Álvaro de Albornoz

Álvaro de Albornoz

Álvaro de Albornoz y Liminiana (June 13, 1879 Luarca (Asturias) - October 22, 1954 Mexico) was a Spanish lawyer, writer, and politician.

Early life

He began his early studies in his native town of Luarca, then he went to the University of Oviedo to obtain a law degree. During his university years he experienced the excitement of the Republican Party in Oviedo which was very common in the intellectual circles at that time. Some of his professors were Leopoldo Alas "Clarín" and Adolfo Álvarez Buylla, a knowledgeable Marxist and founder of the Sociology Seminary at the Faculty’s Library. After Oviedo, Albornoz continued to Madrid where he was influenced by Francisco Giner de los Ríos and the "Institución Libre de Enseñanza". Throughout these years, his social and political beliefs were shaped and reinforced.

He then returned to Luarca, where he practiced law for ten years. He became more active with socialist activities and wrote for the "La Aurora Social", a political newspaper in Asturias. In 1909 he became a member of Lerroux’s Radical Republican Party. He was named deputy for Zaragoza in 1910. Albornoz maintained this position until the following elections in 1914; at which time, he left politics and the Radical Republican Party in order to practice law and spend more time writing.

Political career

It would not be until 1929 when in the "Cárcel Modelo of Madrid" he would found along with Marcelino Domingo, the new Radical Socialist Republican Party—which in 1934 would merge with other parties to become the Republican Left.

Among many positions he held he was a member of the Revolutionary Committee of 1930, he was deputy in the "Cortes Constituyentes de la Républica", and he was Minister of Justice and Minister of Public Works during the Second Republic.
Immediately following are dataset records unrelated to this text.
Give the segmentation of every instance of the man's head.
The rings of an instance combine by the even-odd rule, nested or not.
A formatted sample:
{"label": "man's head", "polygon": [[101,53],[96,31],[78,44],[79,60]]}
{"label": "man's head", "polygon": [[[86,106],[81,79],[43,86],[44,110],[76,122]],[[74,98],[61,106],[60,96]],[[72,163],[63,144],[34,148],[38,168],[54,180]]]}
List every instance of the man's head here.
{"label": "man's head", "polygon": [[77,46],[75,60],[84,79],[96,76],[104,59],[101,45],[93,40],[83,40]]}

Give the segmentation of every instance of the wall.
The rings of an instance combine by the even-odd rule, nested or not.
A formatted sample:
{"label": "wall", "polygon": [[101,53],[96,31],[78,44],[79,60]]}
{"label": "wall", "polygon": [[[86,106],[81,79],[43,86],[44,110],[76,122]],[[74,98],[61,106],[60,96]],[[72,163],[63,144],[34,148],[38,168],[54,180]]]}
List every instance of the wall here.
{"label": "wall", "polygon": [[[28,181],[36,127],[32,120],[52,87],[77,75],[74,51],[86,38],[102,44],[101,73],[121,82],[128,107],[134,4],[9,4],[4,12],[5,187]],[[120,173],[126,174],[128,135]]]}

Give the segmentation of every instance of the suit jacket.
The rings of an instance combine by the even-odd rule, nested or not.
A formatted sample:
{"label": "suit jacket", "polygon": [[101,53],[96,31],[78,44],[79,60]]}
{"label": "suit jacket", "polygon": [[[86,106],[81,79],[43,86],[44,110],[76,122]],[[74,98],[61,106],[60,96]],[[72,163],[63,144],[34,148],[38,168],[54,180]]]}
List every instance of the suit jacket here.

Some of the legacy that came as a result of his tenure as Minister include the dissolution of the "Compañía de Jesús", divorce, suppression of the budget for the "cult and cleric", and other rules relating to the Religious Orders.

Albornoz was defended in 1930 by Victoria Kent at the court martial.

Albornoz went on to become the first president of the "Tribunal de Garantías Constitucionales". And on July 27, 1936 he was named ambassador of the Republic in Paris.

Already exiled in Mexico, he was named President of the Republic in Exile from May 11, 1940 to June 27, 1945. He was also name "Jefe del Gobierno Republicano" during 1947 to 1951, during two consecutive terms.

Family

Albornoz was married to Amalia Salas. They had two children, Alvaro II and Concha.

Among other important family members, Álvaro was the uncle of Severo Ochoa de Albornoz, Nobel Prize Winner in Medicine and Physiology. He was also the granduncle of Aurora de Albornoz, celebrated poet and literary critic.